Add squeue-based Slurm data collector
Summary
This PR adds a simple data collector to extract information about the queue in slurm. It is based on parsing the output of squeue, and currently only extracts the number of running and pending jobs in the queue.
Test Plan
I am not yet sure how to test this change. Basically we would need:
- a running slurm (client) providing the
squeuecommand - a slurm control daemon which provides the contents for
squeue
Additional Information
We use netdata to monitor several machines running a compute cluster managed by Slurm. It would thus be nice to also see the utilization of the overall system in a dashboard.
I am not familiar with the structure of netdata, and have oriented myself at the postfix example in python.d. Let me know if there is anything missing / could be solved in a better way.

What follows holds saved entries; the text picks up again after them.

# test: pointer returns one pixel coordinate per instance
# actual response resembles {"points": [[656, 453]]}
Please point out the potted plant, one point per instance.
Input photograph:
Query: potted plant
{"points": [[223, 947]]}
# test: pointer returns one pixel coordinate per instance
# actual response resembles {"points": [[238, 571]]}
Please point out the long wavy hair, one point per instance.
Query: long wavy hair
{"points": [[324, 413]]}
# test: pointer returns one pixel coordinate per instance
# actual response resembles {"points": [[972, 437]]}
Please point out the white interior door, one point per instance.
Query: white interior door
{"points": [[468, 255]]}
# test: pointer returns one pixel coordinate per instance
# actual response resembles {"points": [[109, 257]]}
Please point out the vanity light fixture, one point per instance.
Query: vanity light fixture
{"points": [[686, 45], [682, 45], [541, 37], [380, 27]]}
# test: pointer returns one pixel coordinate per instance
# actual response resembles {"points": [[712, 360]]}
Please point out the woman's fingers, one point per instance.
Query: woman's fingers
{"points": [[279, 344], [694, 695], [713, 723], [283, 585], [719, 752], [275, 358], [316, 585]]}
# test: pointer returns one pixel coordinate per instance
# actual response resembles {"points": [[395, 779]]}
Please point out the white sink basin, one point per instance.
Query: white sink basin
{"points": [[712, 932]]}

Servus Max! 🥨 Thank you for contributing to Netdata! I had a look through the documentation and made some suggestions. Kind regards, Tina, Technical Writer at Netdata
@kickoke thanks for the review!
I further updated the README, and reduced some of the boilerplate configuration code I had copied from the postfix example.
Made some further structural improvements to the documentation. @ilyam8 You might want to take a look to ensure what I've written is still correct in this case.
Had a final look and I am happy docs-wise. Thank you for your contribution @mberr 🏅
@ilyam8 Do you want to take another look?
I know we've been busy with the new release in the last 2 weeks. Is this PR now ready to merge?
Is there anything open from my side?
@mberr Docs-wise, we are good to go. @DShreve2 Can you ping someone from engineering?